Source: Ars Technica
Date: December 18, 2003

Cybercrime Taking advantage of unemployed and some gullible people, worldwide Internet crime rings are recruiting new members using online job postings. Many online job search sites have postings for "correspondence manager" openings and responders unknowingly end up taking part in a ring of identity theft, auction and credit card fraud. Using stolen credit card numbers, scam artists (usually in Europe) buy items from online merchants and then ship the items to new recruits who then repackage the items to be sent overseas. In return, the "employees" get a cut of the profits. The recruits are told they are helping out global resellers who have a tough time doing business since retailers are afraid to do business with parts of Europe and Russia. Instead, the newly hired are being used in money and package laundering and helping out a global crime ring.

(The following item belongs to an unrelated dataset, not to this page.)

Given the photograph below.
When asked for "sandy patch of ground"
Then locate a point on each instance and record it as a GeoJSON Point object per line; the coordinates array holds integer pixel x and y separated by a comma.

The council found 5,000 consumers had participated in the scam from July to October, enabling con artists to steal $1.7 million from those eight sites during that 120-day period. A host of other fraud attempts were stopped by the sites. Total attempts to steal merchandise using the reshipping scam add up to an estimated $500 million, said Susan Henson, spokeswoman for the Merchant Risk Council.

The scam also involves auction fraud, where the scammers use the recruit's name and address to start fake auctions on high priced items. The auction winner is then instructed to wire money to the recruit's bank account and the recruit is then to wire the money overseas. Of course when the item is not shipped the person in the middle often gets caught. If an employee doesn't realize it is a scam and starts to wire money or repackage items, they are unknowingly committing theft by receipt, falsifying documents and/or tax evasion. When they realize a scam is occurring, they also may have put them at risk for identity theft since their "employer" knows their name, address, Social Security Number, and possibly bank account and credit card numbers.

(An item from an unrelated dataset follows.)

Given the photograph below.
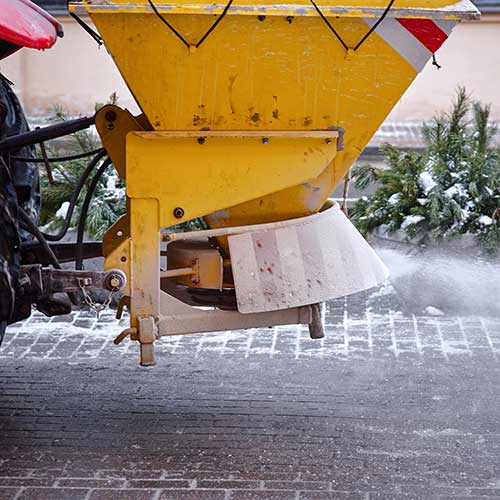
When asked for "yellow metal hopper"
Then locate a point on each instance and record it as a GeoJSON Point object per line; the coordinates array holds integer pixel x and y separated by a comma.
{"type": "Point", "coordinates": [252, 113]}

Many of the online retailers and job search sites downplay the problem, but they are most likely covering their butt from bad publicity. Tracking down the ring leaders is tough even though the FBI is trying. Even if a ring leaders are uncovered, it may be difficult to round them up and prosecute without cooperation overseas. About the only way to stop or slow down these rings is for job sites and merchants to identify fraud postings and purchases, and for those looking for jobs to realize the offer is "too good to be true."